Even with no shortage of land for housing purposes prices may stay high. The high price of an asset is usually identified with a bubble, irrational exuberance, speculation and investor demand. Typically, such factors cannot sustain high prices for too long, but the Indian real estate market belies this trend. What then explains the housing crunch in India?

The shortage of homes in the country is due to the Permit Raj. Although the system was abolished in the early 1990s in the manufacturing sector, it remains active in the real estate industry, resulting in the man-made shortage of housing and artificially high prices.

Under the permit system, builders need approvals for development and construction, given the master plan of a township or a city. The process of approvals involves delays, contacts with officials, politicians and ‘god-fathers’ and black money. All this can act as barriers to the entry of many hardworking and sincere people in the construction of homes. The result is that by and large the costs are high, the quality is low and there is little innovation.
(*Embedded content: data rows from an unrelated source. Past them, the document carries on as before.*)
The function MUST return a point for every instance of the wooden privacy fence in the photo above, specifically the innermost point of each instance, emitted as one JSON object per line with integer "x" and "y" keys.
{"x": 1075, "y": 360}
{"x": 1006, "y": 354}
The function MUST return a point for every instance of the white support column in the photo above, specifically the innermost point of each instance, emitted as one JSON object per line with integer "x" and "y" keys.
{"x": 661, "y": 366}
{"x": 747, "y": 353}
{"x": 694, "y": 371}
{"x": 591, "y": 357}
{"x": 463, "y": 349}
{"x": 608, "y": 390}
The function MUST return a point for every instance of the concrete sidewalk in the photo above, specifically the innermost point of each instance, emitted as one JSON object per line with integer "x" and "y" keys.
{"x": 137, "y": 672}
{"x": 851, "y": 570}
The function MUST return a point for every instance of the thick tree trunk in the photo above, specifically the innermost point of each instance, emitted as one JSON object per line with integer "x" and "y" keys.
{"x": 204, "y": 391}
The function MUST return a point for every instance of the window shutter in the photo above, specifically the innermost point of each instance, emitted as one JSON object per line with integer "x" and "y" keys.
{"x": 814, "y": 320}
More important, the government approves the master plans for a small number of townships, each of which is for a limited area. This is at the very heart of the limited supply relative to the huge needs and capability of the economy.

Why the system persists

One reason for the government continuing to stick to the restrictive permit system could be faulty planning, with planners perhaps underestimating the very large needs of the economy. Besides, doing away with the system would also impact vested interests.
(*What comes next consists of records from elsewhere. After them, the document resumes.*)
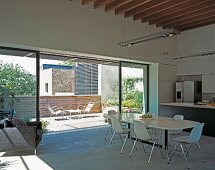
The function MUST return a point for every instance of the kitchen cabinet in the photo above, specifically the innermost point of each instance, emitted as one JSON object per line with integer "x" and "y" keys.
{"x": 208, "y": 83}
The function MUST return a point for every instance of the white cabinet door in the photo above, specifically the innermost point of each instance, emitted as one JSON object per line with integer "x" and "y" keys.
{"x": 208, "y": 83}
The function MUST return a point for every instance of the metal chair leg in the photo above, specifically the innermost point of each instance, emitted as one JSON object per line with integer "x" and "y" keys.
{"x": 111, "y": 139}
{"x": 133, "y": 147}
{"x": 107, "y": 132}
{"x": 188, "y": 150}
{"x": 201, "y": 152}
{"x": 120, "y": 138}
{"x": 184, "y": 156}
{"x": 123, "y": 143}
{"x": 173, "y": 154}
{"x": 151, "y": 152}
{"x": 143, "y": 147}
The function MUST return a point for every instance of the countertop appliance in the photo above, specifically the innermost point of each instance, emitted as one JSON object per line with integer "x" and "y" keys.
{"x": 189, "y": 91}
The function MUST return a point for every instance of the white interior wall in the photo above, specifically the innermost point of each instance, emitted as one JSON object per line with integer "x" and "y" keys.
{"x": 69, "y": 26}
{"x": 196, "y": 41}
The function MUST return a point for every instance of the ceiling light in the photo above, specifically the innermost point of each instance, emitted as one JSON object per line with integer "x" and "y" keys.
{"x": 158, "y": 35}
{"x": 201, "y": 54}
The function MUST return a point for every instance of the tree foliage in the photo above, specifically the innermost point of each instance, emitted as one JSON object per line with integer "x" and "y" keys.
{"x": 68, "y": 63}
{"x": 16, "y": 81}
{"x": 132, "y": 97}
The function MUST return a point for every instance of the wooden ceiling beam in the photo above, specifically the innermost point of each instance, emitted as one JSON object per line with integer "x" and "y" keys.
{"x": 192, "y": 16}
{"x": 160, "y": 7}
{"x": 85, "y": 2}
{"x": 197, "y": 26}
{"x": 99, "y": 3}
{"x": 185, "y": 11}
{"x": 191, "y": 24}
{"x": 115, "y": 4}
{"x": 143, "y": 7}
{"x": 154, "y": 18}
{"x": 129, "y": 6}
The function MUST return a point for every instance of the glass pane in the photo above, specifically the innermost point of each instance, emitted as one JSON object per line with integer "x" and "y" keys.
{"x": 134, "y": 88}
{"x": 109, "y": 86}
{"x": 74, "y": 84}
{"x": 17, "y": 84}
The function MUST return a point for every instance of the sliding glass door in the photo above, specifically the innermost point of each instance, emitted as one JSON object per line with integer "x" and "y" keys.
{"x": 133, "y": 87}
{"x": 18, "y": 84}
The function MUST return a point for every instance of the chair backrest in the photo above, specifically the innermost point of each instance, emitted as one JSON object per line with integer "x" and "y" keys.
{"x": 178, "y": 117}
{"x": 196, "y": 133}
{"x": 50, "y": 109}
{"x": 89, "y": 107}
{"x": 116, "y": 125}
{"x": 140, "y": 130}
{"x": 111, "y": 113}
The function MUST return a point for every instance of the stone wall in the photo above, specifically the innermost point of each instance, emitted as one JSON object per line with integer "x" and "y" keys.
{"x": 63, "y": 81}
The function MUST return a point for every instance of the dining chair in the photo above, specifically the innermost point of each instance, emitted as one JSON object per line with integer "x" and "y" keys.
{"x": 110, "y": 113}
{"x": 182, "y": 141}
{"x": 177, "y": 118}
{"x": 118, "y": 130}
{"x": 141, "y": 133}
{"x": 87, "y": 109}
Typically, the government delegates the internal development of new townships to developers, while it is supposed to carry out the external development by itself. This could explain why the government is often reluctant to give out licenses for real estate development in areas with little infrastructure. This brings up a ‘sister concern’ of the permit system – the government does not provide nor does not meaningfully enable the private sector to provide the external development of new townships, although here are some exceptions, such as the Dholera and GIFT City towns in Gujarat.
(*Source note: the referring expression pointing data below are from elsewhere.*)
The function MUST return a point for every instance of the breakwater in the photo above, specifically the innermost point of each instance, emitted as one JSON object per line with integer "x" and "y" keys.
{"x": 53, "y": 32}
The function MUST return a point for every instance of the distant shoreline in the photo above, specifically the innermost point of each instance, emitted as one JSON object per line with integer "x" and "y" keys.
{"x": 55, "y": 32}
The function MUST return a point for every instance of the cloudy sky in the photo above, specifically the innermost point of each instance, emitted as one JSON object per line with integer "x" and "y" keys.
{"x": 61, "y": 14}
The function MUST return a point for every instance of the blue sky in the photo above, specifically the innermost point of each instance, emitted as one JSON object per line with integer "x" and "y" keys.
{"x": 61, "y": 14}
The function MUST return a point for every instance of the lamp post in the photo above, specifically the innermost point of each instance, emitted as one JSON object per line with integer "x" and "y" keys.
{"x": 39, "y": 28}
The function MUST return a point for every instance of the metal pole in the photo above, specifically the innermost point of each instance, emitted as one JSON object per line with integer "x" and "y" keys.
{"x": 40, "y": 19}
The government’s ‘100 smart cities’ project is a good initiative, but at present, the emphasis is on the government to plan, provide finances and build the infrastructure. This is proving to be difficult, which is perhaps why the government is effectively scaling down the plans in various ways. Thus the expansion in the real estate sector is likely to be smaller and slower than what was initially suggested.

It is important to stress that a zero-sum game is not involved in real estate development. Given the permit system, the loss to prospective home buyers can be far greater than likely gains made by developers, brokers, tax authorities, investors and existing home owners. This is a deadweight loss to the economy as a whole.

Although the permit system goes a long way in explaining the high housing market price in urban areas, it also impacts the prices of land in rural areas, albeit indirectly. Given the high price of urban land, farmers and their representatives feel that the price of rural land should also be high. But they are merely following the high price, and are not leading it or causing it.

As parliament considers the real estate bill, apprehensions persist that the new regulations may add to the restrictions already in place as part of the Permit Raj and may act as a dampener on the rapid expansion of the real estate industry even as it protects the relatively well-off who can afford to pay or who have access to loans to pay the high prices.

Gurbachan Singh is an independent economist, and adjunct faculty member, Economics and Planning Unit, Indian Statistical Institute, Delhi Centre.